46. うれしいことに、リベカさんはすぐ水がめを下ろして、飲ませてくださるじゃありませんか。 そればかりじゃありません。 『そうそう、らくだにもたっぷり飲ませましょうね』と言って、そのとおりなさったのです。
47. はやる気持ちをぐっと抑え、私は尋ねました。『失礼ですが、どちらのご家族で?』『ナホル家の者ですの。 父はベトエルといい、ナホルとミルカの息子ですわ』とおっしゃるのを聞いて、もうまちがいないと思いました。 それでさっそく、イヤリングと腕輪を差し上げたわけです。
48. そして頭を垂れ、主人アブラハムの神様のすばらしいお引き合わせに、心からお礼を申し上げました。こんなにも早く、主人のご兄弟と縁続きの娘さんにお会いできるとは、思いもよらなかったものですから……。

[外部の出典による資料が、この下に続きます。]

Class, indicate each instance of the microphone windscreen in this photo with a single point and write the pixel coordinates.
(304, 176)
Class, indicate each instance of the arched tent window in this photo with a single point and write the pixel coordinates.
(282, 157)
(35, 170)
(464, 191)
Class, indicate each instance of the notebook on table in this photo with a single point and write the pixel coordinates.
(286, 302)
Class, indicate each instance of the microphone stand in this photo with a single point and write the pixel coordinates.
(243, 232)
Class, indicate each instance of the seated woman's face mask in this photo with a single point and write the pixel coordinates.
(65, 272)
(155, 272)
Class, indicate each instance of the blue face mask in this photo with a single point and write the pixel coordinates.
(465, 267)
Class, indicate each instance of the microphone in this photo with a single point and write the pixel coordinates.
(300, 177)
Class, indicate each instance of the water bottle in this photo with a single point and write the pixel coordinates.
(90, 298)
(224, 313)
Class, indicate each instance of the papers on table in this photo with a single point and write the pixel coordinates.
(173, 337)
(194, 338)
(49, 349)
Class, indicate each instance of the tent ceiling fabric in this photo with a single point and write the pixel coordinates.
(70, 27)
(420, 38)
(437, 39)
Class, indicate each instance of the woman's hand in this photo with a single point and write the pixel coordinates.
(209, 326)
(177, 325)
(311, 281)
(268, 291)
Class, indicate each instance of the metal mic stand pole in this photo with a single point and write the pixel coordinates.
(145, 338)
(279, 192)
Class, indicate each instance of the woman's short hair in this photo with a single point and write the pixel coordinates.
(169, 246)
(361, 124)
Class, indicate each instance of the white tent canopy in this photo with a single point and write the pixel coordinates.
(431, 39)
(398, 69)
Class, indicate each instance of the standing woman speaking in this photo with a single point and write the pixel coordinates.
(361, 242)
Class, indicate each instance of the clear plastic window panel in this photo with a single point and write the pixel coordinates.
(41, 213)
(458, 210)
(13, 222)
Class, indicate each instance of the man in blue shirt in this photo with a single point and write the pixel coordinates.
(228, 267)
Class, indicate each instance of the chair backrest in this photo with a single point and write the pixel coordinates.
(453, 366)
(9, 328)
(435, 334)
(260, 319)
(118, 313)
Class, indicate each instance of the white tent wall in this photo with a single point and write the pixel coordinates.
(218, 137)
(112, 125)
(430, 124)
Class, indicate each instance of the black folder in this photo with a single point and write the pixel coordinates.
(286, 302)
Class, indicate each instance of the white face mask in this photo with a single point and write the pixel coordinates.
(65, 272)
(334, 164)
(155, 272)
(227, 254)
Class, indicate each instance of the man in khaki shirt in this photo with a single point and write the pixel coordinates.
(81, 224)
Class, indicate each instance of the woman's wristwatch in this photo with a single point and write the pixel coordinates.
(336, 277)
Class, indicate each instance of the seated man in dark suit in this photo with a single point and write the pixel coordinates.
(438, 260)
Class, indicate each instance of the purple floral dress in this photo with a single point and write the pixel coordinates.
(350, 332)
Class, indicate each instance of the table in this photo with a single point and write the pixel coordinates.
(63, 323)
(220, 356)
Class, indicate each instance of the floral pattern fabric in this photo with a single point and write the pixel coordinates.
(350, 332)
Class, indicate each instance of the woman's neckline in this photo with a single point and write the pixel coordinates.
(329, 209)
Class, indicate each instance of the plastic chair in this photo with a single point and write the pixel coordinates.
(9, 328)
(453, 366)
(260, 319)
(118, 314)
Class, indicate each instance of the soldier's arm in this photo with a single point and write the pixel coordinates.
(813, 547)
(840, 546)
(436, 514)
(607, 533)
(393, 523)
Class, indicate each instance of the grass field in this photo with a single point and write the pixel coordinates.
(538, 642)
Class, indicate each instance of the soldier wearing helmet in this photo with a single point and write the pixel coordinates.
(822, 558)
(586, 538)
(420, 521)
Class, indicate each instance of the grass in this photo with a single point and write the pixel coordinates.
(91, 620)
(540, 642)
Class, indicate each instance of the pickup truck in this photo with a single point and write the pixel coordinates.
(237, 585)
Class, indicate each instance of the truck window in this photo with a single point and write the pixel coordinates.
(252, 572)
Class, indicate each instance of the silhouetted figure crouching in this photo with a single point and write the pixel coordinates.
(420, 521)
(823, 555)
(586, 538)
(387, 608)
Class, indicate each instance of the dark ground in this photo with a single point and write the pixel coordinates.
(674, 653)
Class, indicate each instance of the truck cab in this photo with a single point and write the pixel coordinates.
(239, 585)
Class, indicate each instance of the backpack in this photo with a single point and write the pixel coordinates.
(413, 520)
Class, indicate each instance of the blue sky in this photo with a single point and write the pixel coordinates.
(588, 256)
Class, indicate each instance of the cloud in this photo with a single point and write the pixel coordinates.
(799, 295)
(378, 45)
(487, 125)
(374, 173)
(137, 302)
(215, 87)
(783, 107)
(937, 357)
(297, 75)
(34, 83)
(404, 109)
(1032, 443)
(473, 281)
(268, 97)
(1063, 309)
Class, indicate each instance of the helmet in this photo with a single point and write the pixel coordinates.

49. とまあ、こういうわけなのです。 いかがなものでしょう。 率直にお気持ちをおっしゃっていただけないでしょうか。 主人の願いをお聞き届けいただければ、願ってもないことです。 いずれにしましても、ご返事をいただかないことには、どうしようもありません。」
50. ラバンとベトエルは答えました。 「確かに、神様のお引き合わせに違いありませんな。 とすれば、お断わりするわけにもまいりますまい。